SORRIDENDO — il Blog di Nicola Belcari

Nicola Belcari

Ex prof. di Lettere e di Storia dell’arte, ex bibliotecario; ex giovane, ex sano come un pesce; dilettante di pittura e composizione artistica, giocatore di dama, con la passione per gli scacchi; amante della parola scritta

Sfortunato al gioco...

di Nicola Belcari - lunedì 26 ottobre 2020 ore 13:30

Tante volte ho sentito dire – sfortunato al gioco, fortunato in amore – e anche (non è esattamente la stessa cosa) – sfortunato in amore, fortunato al gioco o chi ha fortuna in amor non giochi a carte e ancora… è inutile continuare con tutte le varianti. Mi sono chiesto da che cosa traesse origine il motto finché non ho conosciuto il "Trentuno" e la storia di un certo Tuccio, abbreviazione e vezzeggiativo di non so quale nome.

Tuccio era appassionato di un gioco di carte chiamato Trentuno che prevedeva, per come le regole erano stabilite, l’eliminazione graduale di tutti i giocatori tranne uno. Egli trovava piacere nell’invitare gli amici a casa, ai quali poteva dimostrare la propria abilità, e nel vincere piccole cifre, un segno del riconoscimento d’una superiorità piuttosto che un sostanziale guadagno. Vinceva spesso infatti e gli esclusi anzitempo gironzolavano intorno guardando gli altri giocare o tenevano conversazione con la moglie che cuciva in una stanza accanto.

Col tempo alcuni non s’impegnavano più come avrebbero dovuto e ritenevano più educato prendersi il disturbo di fare compagnia alla moglie che si annoiava. Costoro addirittura s’ingegnavano di perdere affrettando il corso degli eventi sfavorevoli. Avevano preso confidenza e stretto amicizia con la disponibile padrona di casa che si rivelava sempre più un’ospite squisita.

Così mentre il marito si concentrava nel ricordare le carte passate, manovrava coppe e denari e urlava dalla gioia – Trentuno! – quando realizzava la combinazione vincente, nella stanza accanto, l’urletto del trentuno, sia pure soffocato, esprimeva un valore diverso e sorgeva da tutt’altre motivazioni e in tutt’altre circostanze.

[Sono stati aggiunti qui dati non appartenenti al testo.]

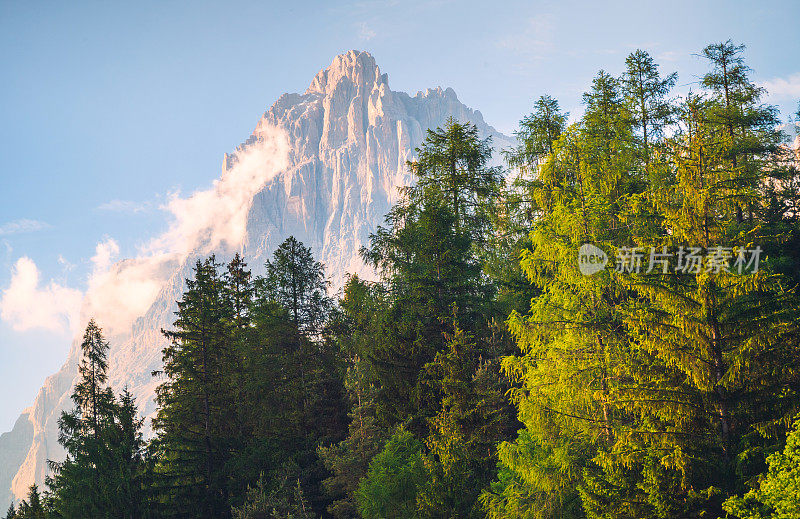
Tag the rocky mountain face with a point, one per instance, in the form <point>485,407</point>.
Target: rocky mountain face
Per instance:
<point>349,138</point>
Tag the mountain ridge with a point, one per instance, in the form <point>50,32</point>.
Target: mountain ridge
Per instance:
<point>349,137</point>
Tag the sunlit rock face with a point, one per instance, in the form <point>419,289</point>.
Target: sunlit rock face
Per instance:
<point>349,138</point>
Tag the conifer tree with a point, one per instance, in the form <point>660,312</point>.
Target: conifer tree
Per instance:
<point>297,281</point>
<point>355,327</point>
<point>105,471</point>
<point>195,401</point>
<point>32,507</point>
<point>645,93</point>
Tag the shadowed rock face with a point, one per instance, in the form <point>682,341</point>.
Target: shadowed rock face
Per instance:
<point>349,139</point>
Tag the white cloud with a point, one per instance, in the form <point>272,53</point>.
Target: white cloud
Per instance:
<point>20,226</point>
<point>25,305</point>
<point>119,291</point>
<point>215,217</point>
<point>125,206</point>
<point>788,87</point>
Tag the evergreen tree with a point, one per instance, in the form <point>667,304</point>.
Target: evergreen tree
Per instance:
<point>105,471</point>
<point>777,494</point>
<point>196,401</point>
<point>297,281</point>
<point>32,507</point>
<point>645,93</point>
<point>536,135</point>
<point>356,326</point>
<point>392,483</point>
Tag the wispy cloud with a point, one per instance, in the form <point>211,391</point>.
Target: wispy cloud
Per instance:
<point>27,305</point>
<point>121,290</point>
<point>21,226</point>
<point>125,206</point>
<point>785,87</point>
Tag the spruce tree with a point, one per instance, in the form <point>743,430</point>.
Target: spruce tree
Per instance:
<point>297,281</point>
<point>196,401</point>
<point>104,473</point>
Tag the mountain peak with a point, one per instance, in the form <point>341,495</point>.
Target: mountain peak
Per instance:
<point>355,68</point>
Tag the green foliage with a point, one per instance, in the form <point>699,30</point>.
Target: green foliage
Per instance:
<point>297,282</point>
<point>106,471</point>
<point>654,394</point>
<point>284,502</point>
<point>32,507</point>
<point>778,492</point>
<point>393,480</point>
<point>642,395</point>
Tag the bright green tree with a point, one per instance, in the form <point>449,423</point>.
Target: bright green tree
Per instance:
<point>778,493</point>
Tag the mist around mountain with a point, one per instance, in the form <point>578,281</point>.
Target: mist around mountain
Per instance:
<point>602,324</point>
<point>324,166</point>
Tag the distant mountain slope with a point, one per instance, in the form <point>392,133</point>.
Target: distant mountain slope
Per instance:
<point>349,137</point>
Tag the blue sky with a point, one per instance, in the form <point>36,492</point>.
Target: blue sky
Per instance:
<point>106,109</point>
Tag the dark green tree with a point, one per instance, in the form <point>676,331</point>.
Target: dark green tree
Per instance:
<point>297,281</point>
<point>196,401</point>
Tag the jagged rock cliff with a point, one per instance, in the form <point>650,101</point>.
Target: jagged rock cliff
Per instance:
<point>349,137</point>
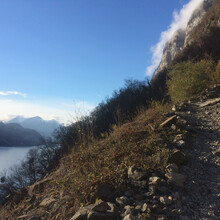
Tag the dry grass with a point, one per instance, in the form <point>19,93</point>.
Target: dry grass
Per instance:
<point>140,143</point>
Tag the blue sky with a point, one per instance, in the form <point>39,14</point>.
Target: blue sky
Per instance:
<point>57,56</point>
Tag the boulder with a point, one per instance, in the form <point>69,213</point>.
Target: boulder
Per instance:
<point>38,186</point>
<point>136,173</point>
<point>81,214</point>
<point>105,192</point>
<point>130,217</point>
<point>47,201</point>
<point>169,121</point>
<point>102,216</point>
<point>122,201</point>
<point>165,200</point>
<point>178,158</point>
<point>176,179</point>
<point>100,206</point>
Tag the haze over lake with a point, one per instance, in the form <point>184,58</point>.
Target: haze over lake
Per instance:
<point>12,155</point>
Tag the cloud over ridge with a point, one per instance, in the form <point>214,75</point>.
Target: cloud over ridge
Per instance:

Gli amici si consolavano dicendo – sfortunati al gioco, fortunati in amore – e il marito ridacchiava sotto-sotto e qualche volta insinuava che non poteva essere solo fortuna se vinceva sempre, lasciando intendere che si considerava un maestro in quel gioco che sarebbe stato più giusto chiamare “del cornuto” più che Trentuno.

I perdenti giustificavano le loro pratiche considerandole penitenze e se le sobbarcavano delle più varie, oltre quelle tradizionali, come “il viaggio a Citera”, “il bacio della lepre”, ecc., mentre al marito, senza saperlo, toccava fare “il cavallo di Aristotele”, “il viaggio a Corinto” e così via.

Penitenze degne di questo gioco, crudele nei suoi meccanismi, che prevede un premio in denaro, l’eliminazione del più debole, l’esclusione degli altri, la solitudine del vincitore dopo i simbolici omicidi rituali.